Read Freely Alabama objects to both the policies and the manner in which they were adopted. Hayden said it represents not only a clear free speech violation but puts the library in a strange position.

“Books like ‘Heather Has Two Mommies’ and a book with two male penguins, they raise an egg together, those books are now going to be in the adult section, oddly enough,” she said. “Which means now little children will have to go into the adult section where all the sexually explicit books actually are to access their ‘Heather Has Two Mommies.’”

The group also objected to the policies the board codified earlier this month, arguing the way they were adopted was vague and gave no clear sense of how existing by-laws were reviewed or amended.

A shelf of books
Signs are posted in the young adult section of the Autauga-Prattville Public Library on Feb. 23, 2024. (Ralph Chapoco/ Alabama Reflector)

The new bylaws and policies are the work of two members of the board appointed by the county at the end of 2023, Rachel Daniels and David Darr.  According to Darr, the two sent their drafts to the group before the meeting. He and Daniels sent out their drafts before the meeting after receiving ideas from other members of the board about what should be included, as well as input from the city attorney.

“I got the ball rolling on the bylaws, and she got the ball rolling on the policies,” Darr said in an interview after the February meeting concluded.

Read Freely Alabama believes the process sidestepped the accepted process for revising or updating policies for the library.

“They did not engage with any library experts in Prattville,” Hayden said. “They did not engage the staff or the library director of the Prattville library, which resulted in policies that ran contrary to the ideals of constitutional librarianship. And it would seem they allowed Clean Up Alabama to have undue influence.”

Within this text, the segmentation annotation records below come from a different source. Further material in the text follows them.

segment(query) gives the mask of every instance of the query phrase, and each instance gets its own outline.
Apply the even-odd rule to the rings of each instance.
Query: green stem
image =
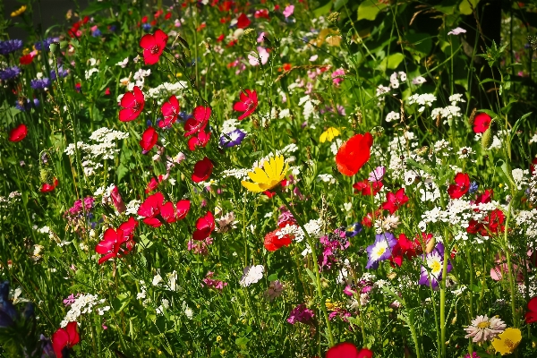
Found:
[[[315,270],[315,281],[316,281],[315,288],[317,288],[317,298],[320,301],[320,311],[322,311],[322,313],[323,313],[323,316],[325,319],[325,322],[327,324],[327,331],[328,333],[328,344],[330,346],[334,346],[334,336],[332,335],[332,328],[330,326],[330,320],[328,319],[328,312],[327,311],[327,306],[325,304],[326,299],[324,298],[324,296],[322,294],[322,288],[320,286],[320,273],[319,270],[319,264],[317,262],[317,252],[315,251],[315,244],[313,243],[313,240],[311,240],[311,237],[308,234],[308,232],[304,228],[304,226],[302,224],[302,220],[299,218],[299,216],[296,215],[296,212],[294,211],[293,207],[291,207],[291,205],[289,205],[286,197],[280,192],[277,192],[277,196],[279,197],[279,199],[283,201],[286,208],[287,208],[287,209],[291,212],[291,214],[293,214],[293,217],[296,220],[296,224],[298,224],[300,228],[304,233],[304,235],[306,236],[306,240],[308,241],[308,244],[310,245],[310,248],[311,249],[311,256],[313,259],[312,260],[313,269]]]

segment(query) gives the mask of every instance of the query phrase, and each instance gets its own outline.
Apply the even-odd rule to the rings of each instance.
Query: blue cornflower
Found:
[[[45,90],[50,87],[50,79],[44,77],[42,79],[31,80],[30,86],[34,90]]]
[[[5,70],[0,71],[0,80],[9,81],[17,77],[21,73],[21,69],[17,66],[7,67]]]
[[[9,55],[22,48],[21,39],[8,39],[0,41],[0,55]]]

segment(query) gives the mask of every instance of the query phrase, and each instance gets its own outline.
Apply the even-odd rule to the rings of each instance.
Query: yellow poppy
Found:
[[[492,346],[501,355],[510,354],[515,352],[521,340],[522,333],[520,333],[520,329],[509,328],[494,338]]]
[[[14,12],[12,13],[12,17],[19,16],[25,11],[26,11],[26,5],[22,5],[19,8],[19,10],[15,10]]]
[[[285,163],[284,157],[278,156],[265,161],[263,169],[256,167],[253,172],[248,172],[251,182],[242,181],[241,183],[250,192],[261,192],[277,185],[287,173],[289,166]]]
[[[324,143],[327,141],[332,141],[332,140],[337,137],[339,134],[341,134],[341,132],[338,130],[334,127],[330,127],[323,132],[322,134],[320,134],[320,137],[319,137],[319,141],[321,143]]]

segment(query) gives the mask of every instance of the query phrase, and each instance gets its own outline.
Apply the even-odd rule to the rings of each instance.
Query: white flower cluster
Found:
[[[77,322],[78,318],[84,313],[91,313],[95,307],[95,311],[99,316],[105,314],[105,312],[110,310],[110,306],[100,306],[105,303],[105,299],[98,299],[97,294],[81,294],[76,298],[74,303],[70,306],[70,310],[64,318],[64,320],[60,323],[61,328],[65,328],[69,322]]]
[[[239,285],[243,287],[248,287],[250,285],[255,284],[263,278],[265,268],[263,265],[246,266],[243,272],[243,274],[239,281]]]

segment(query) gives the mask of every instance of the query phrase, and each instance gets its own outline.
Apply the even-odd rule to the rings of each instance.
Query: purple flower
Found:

Board members said they followed the appropriate process for developing the bylaws and the policies for the library they voted to approve during the meeting.

“I am very familiar with the law and the meeting, there was not a violation there,” Clark said. “I am also very familiar with the policies and the bylaws, there was not a violation there either.”

The policy allows staff to remove books that meet the criteria. Books remaining that board members identify as sexually explicit will be labeled with a red warning sticker “prominently on the binding of any book.”

For Hayden, the books that Clean Up Alabama are targeting have a role to play in society and belong on the shelves of the local library because they meet the needs of some in the community.

“The public library is supposed to be there to serve all taxpayers,” she said. “I am a taxpayer. I have a daughter who is openly gay, and she should be able to go in and access books that represent her, her family. Gay partners with children should be able to go into the library and find books that look like their family, and to prohibit them from doing that is clearly unconstitutional.”